The use of 3D printing technology to plan the positioning of hearing implants is feasible and a concrete alternative to current methods, lead author Dr. Pietro Canzi and colleagues from the University of Pavia wrote.

"The choice of the proper location of the device was much more intuitive and practical in comparison with radiological preoperative planning due to the employment of a three-dimensional model that is able to define all anatomical landmarks, regularity of the bone surface, and thickness of the underlying bone," they wrote.

3D-printed temporal bones

Surgically installed bone conduction implants have risen in popularity due to the combination of improved hearing and reduced risk of adverse skin events they provide, according to the researchers. Correctly positioning the implant under the skin and onto the skull, however, relies on exacting dimensions and bone thickness as well as a sufficiently flat surface.

Presently, the placement of these hearing implants hinges on measurements drawn from 3D images of CT scans that offer a limited visualization of the skull, and accordingly, restricted preoperative planning.

"Identification of the proper location of the [bone implant], relying only on the radiological images, could be challenging because the best surgical positioning requires a three-dimensional study of the temporal bone considering its thickness, surface, and all anatomical landmarks," they wrote.

To ease and refine the procedure, the researchers turned to the binder-jetting technology of a 3D printer (Projet 460Plus, 3D Systems): They used the CT scans of three temporal bones to create 3D models of each one -- indicating bone thickness and including a representation of the sigmoid sinus pathway (Acta Otorhinolaryngol Ital, 31 October 2017).

In addition to making the 3D-printed temporal bones, the researchers used a different 3D printer (Form2, FormLabs) to fashion a transparent mask, or template, of the surface of the temporal bones based on the same previously acquired CT scans. By perfectly reproducing the anatomical landmarks of the temporal bone, the template ensured ideal positioning of the implant, according to the group.

"The template was developed to be univocally lodged on the specimen and allowing only one possible placement," they wrote.

Preoperative planning involved aligning the 3D-printed template on top of the 3D-printed temporal bone, marking the designated site for the bone implant using a marking tool known as a transducer-sizer, and drilling corresponding holes with a drill press.

Optimal placement

Setting the drilled 3D-printed template on the human temporal bone guided all three surgical implantations of the hearing device. The procedure took 21 minutes on average and prompted no difficulties in implant positioning.
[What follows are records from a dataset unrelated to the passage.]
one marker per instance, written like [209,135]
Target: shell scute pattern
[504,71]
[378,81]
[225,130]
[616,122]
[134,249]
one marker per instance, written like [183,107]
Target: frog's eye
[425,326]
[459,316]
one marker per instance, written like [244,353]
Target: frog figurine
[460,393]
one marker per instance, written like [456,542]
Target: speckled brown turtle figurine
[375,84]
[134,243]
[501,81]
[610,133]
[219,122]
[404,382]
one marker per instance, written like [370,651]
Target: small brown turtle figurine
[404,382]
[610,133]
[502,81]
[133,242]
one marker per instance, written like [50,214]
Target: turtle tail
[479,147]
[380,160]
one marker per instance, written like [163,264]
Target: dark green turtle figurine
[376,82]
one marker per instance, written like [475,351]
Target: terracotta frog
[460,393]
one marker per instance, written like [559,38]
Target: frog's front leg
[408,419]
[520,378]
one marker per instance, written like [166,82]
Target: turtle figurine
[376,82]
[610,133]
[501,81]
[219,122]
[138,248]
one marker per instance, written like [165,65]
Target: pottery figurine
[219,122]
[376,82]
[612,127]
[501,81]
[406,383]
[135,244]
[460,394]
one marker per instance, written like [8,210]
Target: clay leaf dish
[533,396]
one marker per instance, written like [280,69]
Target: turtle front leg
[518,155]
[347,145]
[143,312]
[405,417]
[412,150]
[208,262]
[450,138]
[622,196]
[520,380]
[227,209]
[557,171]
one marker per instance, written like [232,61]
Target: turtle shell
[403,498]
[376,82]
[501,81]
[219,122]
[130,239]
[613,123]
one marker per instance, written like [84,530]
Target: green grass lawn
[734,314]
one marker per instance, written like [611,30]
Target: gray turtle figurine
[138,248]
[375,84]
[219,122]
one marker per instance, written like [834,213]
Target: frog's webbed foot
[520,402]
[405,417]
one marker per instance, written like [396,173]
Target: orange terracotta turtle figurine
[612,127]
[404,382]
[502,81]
The mean difference between the implantation sites on the 3D-printed model and the human temporal bone was 0.13 mm, as verified on subsequent CT scans.

Distance between anatomical landmark and bone implantation site on temporal bone
Surgery Human temporal bone 3D-printed temporal bone
1 46.51 mm 46.84 mm
2 43.41 mm 43.51 mm
3 58.66 mm 58.66 mm

The short surgical time and minimal differences in the positioning of the hearing device are advantages of using 3D printing to prepare for bone implantation, according to the researchers.

"In all three cases, quick identification of the appropriate [bone implant] position was accomplished," they wrote. "The transparent template enabled safe identification of the planned [bone implant] position on the temporal bone, previously localized on the 3D-printed model."

The authors noted a need to decrease the size of the 3D-printed template as well as modify their approach to make it more appropriate for a clinical setting. These adjustments would allow them to evaluate the clinical applicability of this technique in future studies.

"A minimally invasive approach considering soft-tissue management represents a key point that should be clarified for the application of our 3D printing guided method on the patient," they wrote.